We think about the tech stack holistically: front to back, from the very initial stage of the VC’s involvement to the end. This includes investment tech as well as back-ops and finance, and it’s actually the latter two of these which make up the larger proportion. When it comes to investments, many partners still tend to reach out via the old tried and tested methods, such as inbound and outbound messaging, relationship-building and referrals from other VCs.
Some companies use data and tech far more to make investment decisions, but on the whole, it is definitely more of the operations and back office. We have a document that we use for fundraising presentations that outlines our VC tech stack and we split that into different categories: deal flow, market data, fund and portfolio management, fundraising, LP management, and then Connect Internal. Our target is to have the best tech within those functions as we believe that will allow us to excel.
Some funds use data all the time in their decisions and others barely use any at all. I believe we sit roughly in the middle. In collating and analysing this data, we have some critical pieces of technology that we would struggle without. One in particular on the deal flow side is our CRM, Affinity. We see over 1,000 deals a year, with only 10 companies making it into the portfolio. It’s essential that we keep track of those relationships and communications – and how far along the process each company progresses, and why they may not have.

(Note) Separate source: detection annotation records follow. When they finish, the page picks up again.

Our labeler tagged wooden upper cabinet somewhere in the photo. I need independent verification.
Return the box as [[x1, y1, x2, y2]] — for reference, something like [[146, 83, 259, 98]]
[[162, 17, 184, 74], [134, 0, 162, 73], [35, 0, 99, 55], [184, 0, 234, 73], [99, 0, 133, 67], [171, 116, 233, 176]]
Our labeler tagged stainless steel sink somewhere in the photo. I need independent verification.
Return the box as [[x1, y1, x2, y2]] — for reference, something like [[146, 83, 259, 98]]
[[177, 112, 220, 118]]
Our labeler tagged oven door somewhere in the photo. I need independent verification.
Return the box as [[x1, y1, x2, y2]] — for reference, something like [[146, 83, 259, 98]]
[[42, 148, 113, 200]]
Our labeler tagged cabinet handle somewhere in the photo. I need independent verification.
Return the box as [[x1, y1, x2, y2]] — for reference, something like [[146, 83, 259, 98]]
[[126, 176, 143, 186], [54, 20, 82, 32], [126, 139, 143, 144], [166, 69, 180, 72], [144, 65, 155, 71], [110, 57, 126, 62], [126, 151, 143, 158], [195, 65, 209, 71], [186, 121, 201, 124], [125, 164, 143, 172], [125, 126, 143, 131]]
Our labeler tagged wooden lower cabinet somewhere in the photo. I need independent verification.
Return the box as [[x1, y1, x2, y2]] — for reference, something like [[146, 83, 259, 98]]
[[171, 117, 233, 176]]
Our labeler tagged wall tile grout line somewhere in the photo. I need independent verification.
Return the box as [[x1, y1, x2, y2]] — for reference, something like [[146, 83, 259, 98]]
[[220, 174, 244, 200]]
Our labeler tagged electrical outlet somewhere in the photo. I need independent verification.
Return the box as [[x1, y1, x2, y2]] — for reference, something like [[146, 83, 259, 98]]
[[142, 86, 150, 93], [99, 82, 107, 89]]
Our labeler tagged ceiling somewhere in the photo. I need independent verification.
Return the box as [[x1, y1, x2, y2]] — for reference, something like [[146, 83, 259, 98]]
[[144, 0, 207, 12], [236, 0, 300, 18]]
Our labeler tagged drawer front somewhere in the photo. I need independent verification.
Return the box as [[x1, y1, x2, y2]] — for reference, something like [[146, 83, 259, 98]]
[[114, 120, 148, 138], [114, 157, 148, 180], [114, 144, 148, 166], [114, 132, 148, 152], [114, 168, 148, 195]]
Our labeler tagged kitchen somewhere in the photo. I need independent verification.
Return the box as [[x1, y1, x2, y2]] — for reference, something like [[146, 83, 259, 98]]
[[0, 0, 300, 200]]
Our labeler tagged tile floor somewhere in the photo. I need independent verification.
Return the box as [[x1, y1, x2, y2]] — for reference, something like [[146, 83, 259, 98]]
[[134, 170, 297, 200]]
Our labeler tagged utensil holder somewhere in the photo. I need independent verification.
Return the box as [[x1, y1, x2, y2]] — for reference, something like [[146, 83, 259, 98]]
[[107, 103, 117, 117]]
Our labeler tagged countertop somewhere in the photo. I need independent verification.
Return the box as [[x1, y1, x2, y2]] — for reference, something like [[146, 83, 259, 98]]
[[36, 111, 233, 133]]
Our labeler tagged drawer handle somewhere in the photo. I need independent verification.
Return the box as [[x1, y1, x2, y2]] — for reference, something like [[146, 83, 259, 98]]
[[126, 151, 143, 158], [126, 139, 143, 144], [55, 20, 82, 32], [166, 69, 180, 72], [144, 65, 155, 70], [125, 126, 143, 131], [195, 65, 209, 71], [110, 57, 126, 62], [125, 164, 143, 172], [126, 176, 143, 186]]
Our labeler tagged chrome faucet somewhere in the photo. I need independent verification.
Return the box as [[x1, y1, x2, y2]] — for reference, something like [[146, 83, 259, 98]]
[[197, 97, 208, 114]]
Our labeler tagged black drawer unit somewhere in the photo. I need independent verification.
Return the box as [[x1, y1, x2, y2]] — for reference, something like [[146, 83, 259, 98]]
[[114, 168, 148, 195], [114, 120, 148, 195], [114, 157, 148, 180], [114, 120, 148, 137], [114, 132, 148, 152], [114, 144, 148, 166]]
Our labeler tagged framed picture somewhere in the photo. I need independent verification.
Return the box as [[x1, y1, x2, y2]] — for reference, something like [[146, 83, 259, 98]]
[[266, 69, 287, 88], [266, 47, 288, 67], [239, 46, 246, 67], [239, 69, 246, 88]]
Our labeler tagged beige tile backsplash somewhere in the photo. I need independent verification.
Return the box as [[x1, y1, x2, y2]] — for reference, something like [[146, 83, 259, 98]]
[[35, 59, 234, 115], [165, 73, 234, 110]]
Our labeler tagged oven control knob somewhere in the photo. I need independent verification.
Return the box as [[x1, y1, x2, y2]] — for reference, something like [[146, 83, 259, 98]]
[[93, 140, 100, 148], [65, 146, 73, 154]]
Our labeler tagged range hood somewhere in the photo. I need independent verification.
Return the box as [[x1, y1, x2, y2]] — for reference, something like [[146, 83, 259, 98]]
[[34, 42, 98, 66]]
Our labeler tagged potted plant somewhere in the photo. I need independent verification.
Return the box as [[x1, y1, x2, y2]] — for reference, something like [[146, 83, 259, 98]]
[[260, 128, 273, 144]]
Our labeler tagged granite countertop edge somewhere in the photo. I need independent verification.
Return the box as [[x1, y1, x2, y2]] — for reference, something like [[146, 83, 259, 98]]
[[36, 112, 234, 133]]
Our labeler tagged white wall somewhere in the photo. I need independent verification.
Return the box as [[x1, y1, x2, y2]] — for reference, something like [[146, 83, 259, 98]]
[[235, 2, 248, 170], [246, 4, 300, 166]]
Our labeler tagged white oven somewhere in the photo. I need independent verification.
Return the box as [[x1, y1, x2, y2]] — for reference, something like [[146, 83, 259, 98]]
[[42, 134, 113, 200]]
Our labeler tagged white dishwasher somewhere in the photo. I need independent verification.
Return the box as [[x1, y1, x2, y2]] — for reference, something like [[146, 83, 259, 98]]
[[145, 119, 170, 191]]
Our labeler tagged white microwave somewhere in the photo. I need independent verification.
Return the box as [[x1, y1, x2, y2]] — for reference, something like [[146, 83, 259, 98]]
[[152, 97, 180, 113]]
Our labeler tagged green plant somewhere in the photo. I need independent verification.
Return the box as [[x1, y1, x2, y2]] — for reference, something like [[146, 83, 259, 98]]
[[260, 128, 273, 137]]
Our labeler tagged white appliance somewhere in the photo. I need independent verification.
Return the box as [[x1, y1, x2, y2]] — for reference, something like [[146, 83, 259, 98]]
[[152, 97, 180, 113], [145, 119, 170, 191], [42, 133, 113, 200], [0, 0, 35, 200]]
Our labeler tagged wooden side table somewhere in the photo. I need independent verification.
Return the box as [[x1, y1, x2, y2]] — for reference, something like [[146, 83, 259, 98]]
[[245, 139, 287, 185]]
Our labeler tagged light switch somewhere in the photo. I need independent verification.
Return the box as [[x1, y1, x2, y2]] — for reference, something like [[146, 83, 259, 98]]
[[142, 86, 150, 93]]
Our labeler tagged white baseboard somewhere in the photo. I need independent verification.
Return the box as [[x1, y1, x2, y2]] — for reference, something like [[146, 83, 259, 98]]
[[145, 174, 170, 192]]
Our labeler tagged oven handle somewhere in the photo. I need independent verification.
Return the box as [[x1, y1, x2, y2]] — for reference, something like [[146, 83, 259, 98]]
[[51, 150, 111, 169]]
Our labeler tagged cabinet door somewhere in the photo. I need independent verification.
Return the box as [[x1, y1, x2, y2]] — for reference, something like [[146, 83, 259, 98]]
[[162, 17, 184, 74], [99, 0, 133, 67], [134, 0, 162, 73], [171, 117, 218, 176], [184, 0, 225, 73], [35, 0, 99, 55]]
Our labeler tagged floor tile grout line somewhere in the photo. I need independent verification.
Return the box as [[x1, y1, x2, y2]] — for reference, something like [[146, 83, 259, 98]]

One of the struggles we’ve had is knowing what kind of data to add to the system. When we started about 3 years ago, we logged every deal and added so much information that it became a very time-consuming process. We want to have enough data to be able to draw valuable insights, but need to balance that with being efficient. It’s a fine line.
A second challenge is fund and portfolio management. Particularly as you scale, this becomes a big task. We have an internal phrase to describe the need for efficient management: keep your house in order. You need to know what’s happening with your portfolio and your funds to make sure that you are making the right decisions.
As for the internal side, we use a tool called Notion. We use it for everything from investment committees to employee handbooks, and any kind of deal flow analysis. I produce a lot of data insights and analysis, and I share these through the Notion platform. One of the great things about working in a VC is that we can also use our portfolio companies’ solutions. We use Charlie HR for our internal HR management, Soldo for our expense management, as well Typeform regularly.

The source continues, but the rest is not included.